Secondo il Consiglio di Stato, la retroattività della legge, sebbene non costituzionalmente preclusa nelle materie diverse da quella penale, rappresenta un’eccezione e, come tale, richiede una esplicita previsione che renda chiara ed univoca la scelta del legislatore, dovendosi, in mancanza di una previsione univoca, optare per l’interpretazione che esclude la retroattività, in conformità ai principi generali dell’ordinamento giuridico.

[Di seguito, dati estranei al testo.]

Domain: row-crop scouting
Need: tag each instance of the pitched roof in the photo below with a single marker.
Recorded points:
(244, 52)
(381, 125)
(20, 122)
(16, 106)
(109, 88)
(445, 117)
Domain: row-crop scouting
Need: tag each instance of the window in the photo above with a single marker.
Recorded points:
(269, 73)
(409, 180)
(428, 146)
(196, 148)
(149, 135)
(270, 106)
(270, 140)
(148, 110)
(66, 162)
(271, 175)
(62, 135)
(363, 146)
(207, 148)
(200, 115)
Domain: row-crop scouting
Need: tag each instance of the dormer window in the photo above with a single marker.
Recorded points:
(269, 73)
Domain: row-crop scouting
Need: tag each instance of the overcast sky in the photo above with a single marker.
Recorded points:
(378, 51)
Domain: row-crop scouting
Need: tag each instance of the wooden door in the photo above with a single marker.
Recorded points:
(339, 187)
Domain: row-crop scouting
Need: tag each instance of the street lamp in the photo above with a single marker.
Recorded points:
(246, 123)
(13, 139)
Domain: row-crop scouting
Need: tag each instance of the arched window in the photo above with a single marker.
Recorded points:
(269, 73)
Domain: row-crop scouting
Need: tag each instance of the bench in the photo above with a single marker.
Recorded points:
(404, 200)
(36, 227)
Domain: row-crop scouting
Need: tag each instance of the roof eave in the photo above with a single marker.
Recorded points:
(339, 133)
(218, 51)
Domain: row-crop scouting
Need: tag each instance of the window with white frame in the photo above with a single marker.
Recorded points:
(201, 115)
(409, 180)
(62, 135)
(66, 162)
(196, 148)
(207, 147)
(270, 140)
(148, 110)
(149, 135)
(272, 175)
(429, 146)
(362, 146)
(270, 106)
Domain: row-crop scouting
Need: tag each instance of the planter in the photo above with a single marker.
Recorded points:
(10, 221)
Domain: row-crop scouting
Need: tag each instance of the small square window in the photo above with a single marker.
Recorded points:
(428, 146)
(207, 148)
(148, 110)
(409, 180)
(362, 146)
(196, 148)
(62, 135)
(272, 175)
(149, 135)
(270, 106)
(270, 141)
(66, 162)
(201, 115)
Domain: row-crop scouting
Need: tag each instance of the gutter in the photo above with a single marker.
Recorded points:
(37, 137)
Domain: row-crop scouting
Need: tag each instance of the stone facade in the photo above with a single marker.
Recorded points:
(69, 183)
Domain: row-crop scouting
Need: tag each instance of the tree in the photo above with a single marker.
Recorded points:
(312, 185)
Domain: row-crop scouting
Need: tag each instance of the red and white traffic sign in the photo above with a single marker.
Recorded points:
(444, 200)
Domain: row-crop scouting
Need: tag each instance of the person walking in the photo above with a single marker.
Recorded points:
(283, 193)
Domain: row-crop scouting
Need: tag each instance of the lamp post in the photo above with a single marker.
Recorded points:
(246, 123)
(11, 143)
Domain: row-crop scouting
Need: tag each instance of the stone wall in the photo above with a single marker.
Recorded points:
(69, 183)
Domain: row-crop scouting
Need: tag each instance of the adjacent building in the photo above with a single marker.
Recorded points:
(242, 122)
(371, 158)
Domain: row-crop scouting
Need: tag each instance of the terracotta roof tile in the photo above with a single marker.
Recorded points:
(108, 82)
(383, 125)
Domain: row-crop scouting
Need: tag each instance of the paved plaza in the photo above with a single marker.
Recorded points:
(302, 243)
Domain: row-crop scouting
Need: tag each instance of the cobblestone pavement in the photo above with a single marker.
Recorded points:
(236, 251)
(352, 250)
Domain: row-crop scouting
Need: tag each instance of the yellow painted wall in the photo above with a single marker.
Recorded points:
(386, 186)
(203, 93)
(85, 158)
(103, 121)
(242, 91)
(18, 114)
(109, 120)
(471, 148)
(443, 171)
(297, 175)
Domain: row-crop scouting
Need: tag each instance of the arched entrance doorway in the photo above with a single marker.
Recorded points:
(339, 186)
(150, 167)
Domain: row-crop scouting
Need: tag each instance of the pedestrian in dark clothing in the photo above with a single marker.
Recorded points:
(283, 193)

Il principio di irretroattività, invero, sebbene non costituzionalizzato fuori dalla materia penale:
  • rappresenta un principio generale dell’ordinamento, come si desume dall'art. 11 della Preleggi, che espressamente statuisce che la «legge non dispone che per l’avvenire: essa non ha effetto retroattivo»;
  • trova un suo fondamento ulteriore nei principi di tutela dell’affidamento e della certezza del diritto, la cui crescente importanza è confermata anche dalla giurisprudenza sovranazionale, tanto della Corte di giustizia quanto della Corte europea per la tutela dei diritti dell’uomo;
  • assume un rilievo ancora maggiore laddove la legge in ipotesi retroattiva consenta l’adozione di provvedimenti sostanzialmente ablatori, in grado di produrre nella sfera giuridica del privato effetti fortemente negativi.
Il testo della sentenza della Sezione Sesta del Consiglio di Stato n. 882 del 3 marzo 2016 è consultabile sul sito istituzionale della Giustizia Amministrativa.